SHA224, SHA384 and SHA512 with Linux command line:
$ sha224sum hello_world.txt
2f05477fc24bb4faefd86517156dafdecec45b8ad3cf2522a563582b hello_world.txt
$ sha384sum hello_world.txt
fdbd8e75a67f29f701a4e040385e2e23986303ea10239211af907fcbb83578b3e417cb71ce646efd0819dd8c088de1bd hello_world.txt
$ sha512sum hello_world.txt
309ecc489c12d6eb4cc40f50c902f2b4d0ed77ee511a7c7a9bcd3ca86d4cd86f989dd35bc5ff499670da34255b45b0cfd830e81f605dcf7dc5542e93ae9cd76f hello_world.txt
Whirlpool hash algorithm (512 bits length) with openssl:
$ openssl dgst -whirlpool hello_world.txt
whirlpool(hello_world.txt)= 8d8309ca6af848095bcabaf9a53b1b6ce7f594c1434fd6e5177e7e5c20e76cd30936d8606e7f36acbef8978fea008e6400a975d51abe6ba4923178c7cf90c802
MD2 and MD4 hash (both 128 bits length) with perl:
$ perl -MDigest::MD2=md2_hex -l -e "print md2_hex <>" hello_world.txt
d9cce882ee690a5c1ce70beff3a78c77
$ perl -MDigest::MD4=md4_hex -l -e "print md4_hex <>" hello_world.txt
aa010fbc1d14c795d86ef98c95479d17
Ripemd160 hash (160 bits length) with openssl:
$ openssl dgst -ripemd160 hello_world.txt
RIPEMD160(hello_world.txt)= 98c615784ccb5fe5936fbc0cbe9dfdb408d92f0f
How to use the hash values
Let’s say that you want to download the PHP version 8.1.7 package from a trusted source, in this case, the same PHP web site. Then you browse to the download page and reach to the download links and the hash checksums (SHA256 in this case):
An interesting usage of the hash value in terms of cybersecurity is to inspect the threat intelligence available on the internet associated to the file by searching the hash in Virustotal. To do so, first, go to the Virustotal web page, click on “Search” tab and then search the SHA256 value obtained previously from the PHP site:
After searching the hash value, Virustotal will display the information available about the file if it was scanned previously by other users:
As you may see on the picture, the file that you are about to download is considered benign currently (0/50 detections), which means that there are no malicious evidences on the file package detected yet.
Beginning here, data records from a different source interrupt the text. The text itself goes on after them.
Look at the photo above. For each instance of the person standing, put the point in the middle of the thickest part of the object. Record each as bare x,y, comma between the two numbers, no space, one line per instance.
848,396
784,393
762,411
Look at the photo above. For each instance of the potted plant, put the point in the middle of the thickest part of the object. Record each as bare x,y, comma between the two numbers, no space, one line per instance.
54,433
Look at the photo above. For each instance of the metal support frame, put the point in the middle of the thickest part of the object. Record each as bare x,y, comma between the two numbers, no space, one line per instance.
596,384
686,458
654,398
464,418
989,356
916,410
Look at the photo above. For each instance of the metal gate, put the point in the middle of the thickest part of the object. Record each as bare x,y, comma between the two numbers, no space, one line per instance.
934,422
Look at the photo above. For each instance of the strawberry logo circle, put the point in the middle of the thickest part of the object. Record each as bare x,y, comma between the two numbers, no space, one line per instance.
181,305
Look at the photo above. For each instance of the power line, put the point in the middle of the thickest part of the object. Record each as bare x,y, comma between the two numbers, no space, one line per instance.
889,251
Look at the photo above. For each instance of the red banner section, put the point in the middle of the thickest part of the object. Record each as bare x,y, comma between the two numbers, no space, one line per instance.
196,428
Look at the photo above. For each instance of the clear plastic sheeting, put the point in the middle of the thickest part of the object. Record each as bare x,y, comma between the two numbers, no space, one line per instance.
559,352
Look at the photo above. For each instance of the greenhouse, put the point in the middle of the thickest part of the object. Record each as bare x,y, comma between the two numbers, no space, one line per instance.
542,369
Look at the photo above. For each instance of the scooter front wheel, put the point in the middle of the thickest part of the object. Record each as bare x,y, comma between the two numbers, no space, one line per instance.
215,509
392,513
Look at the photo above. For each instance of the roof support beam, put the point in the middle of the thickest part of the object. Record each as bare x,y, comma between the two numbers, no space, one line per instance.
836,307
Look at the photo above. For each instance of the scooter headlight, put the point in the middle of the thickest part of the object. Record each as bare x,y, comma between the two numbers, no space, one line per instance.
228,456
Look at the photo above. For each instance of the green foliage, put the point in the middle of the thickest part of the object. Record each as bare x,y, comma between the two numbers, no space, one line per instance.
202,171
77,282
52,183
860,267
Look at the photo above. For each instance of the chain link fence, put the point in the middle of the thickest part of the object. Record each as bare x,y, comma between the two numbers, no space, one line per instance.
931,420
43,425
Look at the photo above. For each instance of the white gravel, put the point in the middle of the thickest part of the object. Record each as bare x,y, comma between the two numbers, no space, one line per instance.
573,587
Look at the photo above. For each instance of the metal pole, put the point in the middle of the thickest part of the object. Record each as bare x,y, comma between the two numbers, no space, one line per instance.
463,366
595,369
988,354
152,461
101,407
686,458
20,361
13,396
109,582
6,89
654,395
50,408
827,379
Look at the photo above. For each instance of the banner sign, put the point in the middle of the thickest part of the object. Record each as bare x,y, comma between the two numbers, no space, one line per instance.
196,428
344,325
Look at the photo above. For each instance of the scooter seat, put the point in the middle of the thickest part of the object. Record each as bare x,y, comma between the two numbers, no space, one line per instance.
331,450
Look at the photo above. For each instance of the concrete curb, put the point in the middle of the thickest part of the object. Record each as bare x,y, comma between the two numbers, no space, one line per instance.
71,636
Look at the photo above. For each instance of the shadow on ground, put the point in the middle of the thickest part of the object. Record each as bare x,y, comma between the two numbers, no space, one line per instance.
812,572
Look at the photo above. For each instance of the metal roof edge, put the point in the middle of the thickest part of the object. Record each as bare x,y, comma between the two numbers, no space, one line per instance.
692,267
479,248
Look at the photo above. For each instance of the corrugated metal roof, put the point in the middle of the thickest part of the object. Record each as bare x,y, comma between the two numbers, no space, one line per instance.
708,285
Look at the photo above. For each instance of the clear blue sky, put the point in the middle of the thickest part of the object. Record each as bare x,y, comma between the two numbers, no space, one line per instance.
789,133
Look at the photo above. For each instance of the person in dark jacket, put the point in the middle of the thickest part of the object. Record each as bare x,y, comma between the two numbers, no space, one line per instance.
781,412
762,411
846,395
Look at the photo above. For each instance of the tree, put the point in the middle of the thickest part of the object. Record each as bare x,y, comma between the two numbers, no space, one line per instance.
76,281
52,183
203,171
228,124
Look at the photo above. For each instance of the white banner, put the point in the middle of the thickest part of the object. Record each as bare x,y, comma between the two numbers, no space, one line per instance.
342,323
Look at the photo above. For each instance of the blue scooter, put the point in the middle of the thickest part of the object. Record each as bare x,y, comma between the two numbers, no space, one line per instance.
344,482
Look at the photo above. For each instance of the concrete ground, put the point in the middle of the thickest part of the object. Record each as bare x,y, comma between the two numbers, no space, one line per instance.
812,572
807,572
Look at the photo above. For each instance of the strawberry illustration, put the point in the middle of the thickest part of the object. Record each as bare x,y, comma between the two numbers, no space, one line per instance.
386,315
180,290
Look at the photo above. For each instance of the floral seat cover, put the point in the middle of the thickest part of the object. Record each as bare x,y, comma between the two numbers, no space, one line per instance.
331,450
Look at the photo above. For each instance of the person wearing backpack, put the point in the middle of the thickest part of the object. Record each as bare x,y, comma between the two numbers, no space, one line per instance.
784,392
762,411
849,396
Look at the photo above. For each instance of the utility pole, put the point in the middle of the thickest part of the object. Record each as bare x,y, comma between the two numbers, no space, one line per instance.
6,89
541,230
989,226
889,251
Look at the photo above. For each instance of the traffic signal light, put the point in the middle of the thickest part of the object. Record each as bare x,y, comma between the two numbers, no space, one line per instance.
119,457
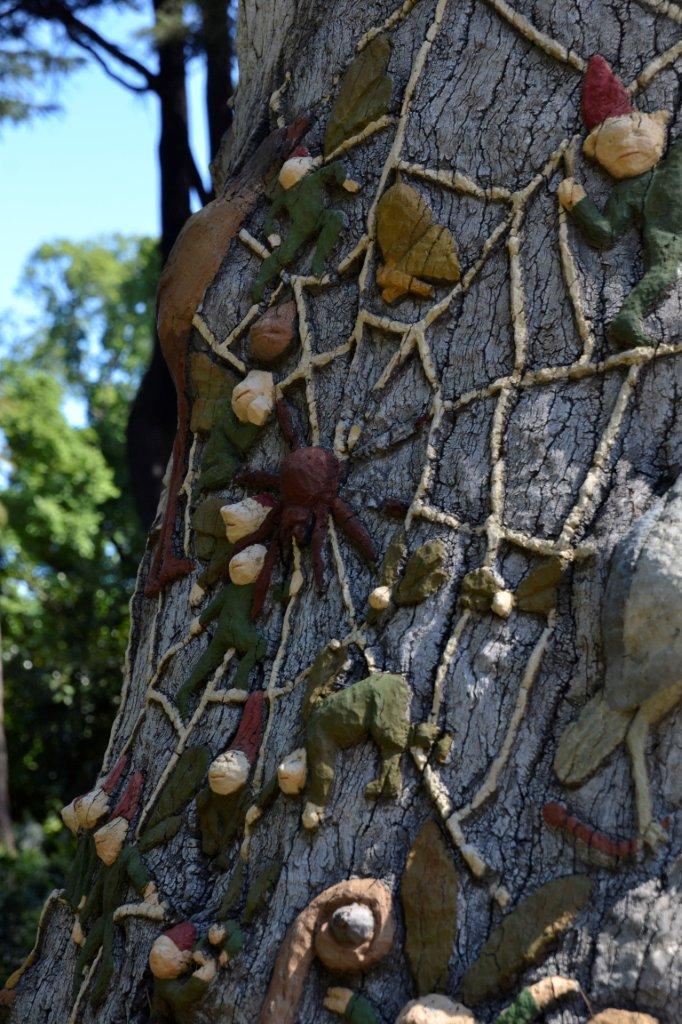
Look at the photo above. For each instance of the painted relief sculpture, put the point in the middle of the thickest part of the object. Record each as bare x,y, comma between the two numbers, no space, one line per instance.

Hence, you are ensuring by this way the risk reduction of downloading any malicious software in your device.
Next, you proceed to download the package and, once the download it’s completed, you calculate the SHA256 of the file downloaded because it’s the checksum available in the PHP web page.
$ wget --quiet https://www.php.net/distributions/php-8.1.7.tar.gz
$ ls -l
total 19256
-rw-rw-r--. 1 fse fse 19714169 Jun 7 20:50 php-8.1.7.tar.gz
$ sha256sum php-8.1.7.tar.gz
5f0b422a117633c86d48d028934b8dc078309d4247e7565ea34b2686189abdd8 php-8.1.7.tar.gz
Thus, before starting to use the package, you compare the SHA256 value obtained offline with the one on the PHP page and, if it is equivalent then, you may conclude that the file you have downloaded is what the site states, ensuring by this way, that the file was not corrupted or tampered (Integrity).